5:30 PM Tokyo – Market indexes in Japan declined to a five-week low after investors turned cautious on softening Chinese economy and uncertainty related to the U.S. monetary stimulus.
Japanese stocks declined for the second day in a row and the widely followed benchmark indexes dropped more than 3.4%.
The selling continued for the second week and index extended losses for the second day in a row as retail investors begin selling as Japanese markets enter correction.
The Nikkei 225 index declined 3.7% to 13,261.82 and the Topix index dropped 3.4% to 1,096.95.
The Nikkei is down 15% from its peak on May 22 and Topix has declined 14% in the period but the index is still the best performing among developed markets and risen 29% in the year so far.
Market weakness deepened after China reported softer than expected economic data on the weekend and investors turned cautious after weak market closure in the U.S. on Friday.
The yen rebounded and closed at 100.37 against one U.S. dollar.
Stocks in Review
Stocks of securities brokers and real estate companies and banks led the decliners.
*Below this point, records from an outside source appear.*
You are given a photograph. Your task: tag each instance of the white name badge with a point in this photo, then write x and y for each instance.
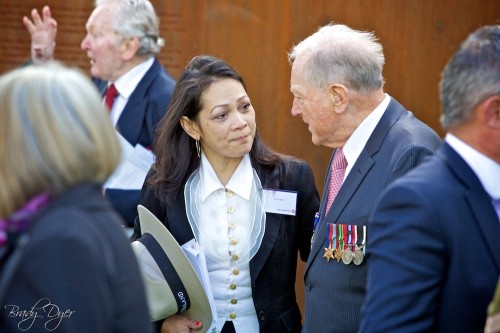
(280, 202)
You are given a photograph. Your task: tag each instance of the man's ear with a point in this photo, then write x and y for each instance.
(190, 127)
(130, 46)
(490, 111)
(340, 97)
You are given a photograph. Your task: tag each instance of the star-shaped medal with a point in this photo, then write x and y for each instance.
(338, 254)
Nomura Holdings plunged 8.3% and Daiwa Securities Group fell more than 11%.
Mitsubishi Estate Co., the largest real estate developer declined 7.5% in sympathy with the fall in real estate sector stocks.
SoftBank declined 5% after a shareholder advisory services company recommended investors to reject the company’s offer for SprintNextel Corp.
Fast Retailing declined more than 5%, the stock has the highest weighting in the Nikkei 225 index.
Toyota Motor Corp declined 3.3% as the yen rebounded and traded near its highest level since May 9.